Little wraith was dads pet name for her when mom wasn't around, he had always been the darker of that pair. Fighting back a fresh

wave of tears at this thought she quickly turned back to what had caught her attention at first. He had mentioned family secrets, what

secrets? She knew her grandfather had invented the machine that twirled cellophane around toothpicks and she had always been told that

this was the source of the family fortune. But she had done the math, that income accounted for less than ten percent of the total Manson

accounts. Her grandfather would have to have already been a multi-billionaire. Both her mother and her grandmother had come from

middle class families and they had married young so that didn't explain the discrepancy. Despite the fact that the Mansons were

meticulous record keepers she couldn't determine where the other ninety percent of the accounts had come from. The only answer her

father had given her when she had asked him was that it was, "the spoils of a father and son's journey." A frown formed on her face as

she blew by Danny's house hardly even noticing this fact. Now that she thought about it that was the most Jeremy had ever said about his

father. Even Ida had never spoken of him. All Sam knew about him was that his name had been Leon Manson. But in the same way that

she knew were the mansion was she also knew that he had lived there, here.
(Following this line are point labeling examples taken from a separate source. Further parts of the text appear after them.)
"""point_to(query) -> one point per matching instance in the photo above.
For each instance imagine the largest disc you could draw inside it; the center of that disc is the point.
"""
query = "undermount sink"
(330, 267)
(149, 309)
She had arrived. Before her loomed an ornate wrought iron

gate set in a massive black stone wall topped with iron spikes. As the gate creaked open her eyes were drawn up the drive which was

bordered on both sides by hedge mazes to the large, stone cross. The drive split and curved around the elevated base of the gothic

edifice, which sat in the middle of the drive directly in front of the house, and gracefully dipping out of sight. Rounding the base of the

cross she saw that the drive descended into a deeply shadowed recess beneath the mansion. Sam quickly climbed the stairs that flanked

this end of the drive. The front porch was covered in debris from eighteen years of neglect. After carefully picking her way over to the

main door she studied it, unable to determine if it was fashioned from cut black stone or solid black ash. Giving up she quickly fitted the

key into the door, hesitating almost imperceptibly, unlocked and opened it. Glad that she had remembered a flashlight she looked in,

flicking it on… and distantly felt her jaw drop. From the outside she knew the house was huge, five stories with three towers the tallest of

which looked like it topped out at eight stories all of it a Goths paradise, but she hadn't anticipated the shear scale of the entrance 'hall'

she now walked though. Looking up she saw a network of catwalks trailing through the air linking the balconies together. As she

approached the door at the other end of the entrance hall she studied the grand staircases which flanked it and led up to the balconies.

Causally she opened the door and found herself staring down a wide hallway which came to a 'T' about ten feet in. Slowly she walked

down the hallway. When she reached the 'T' she heard a dull thump and a sudden sharp creak. Spinning back to face the way she had

come from only to see that the hallway ended in a blank wall two feet from where she stood. "Oh, Shit"


Jeremy sat back after removing the section of his radius he had cut from his left arm. Thirty minutes passed as he watched the bone

regrew where he had removed it and the muscle and skin knit closed over it. After another few minutes of rest he picked up the three inch

cylinder of bone and began to carve.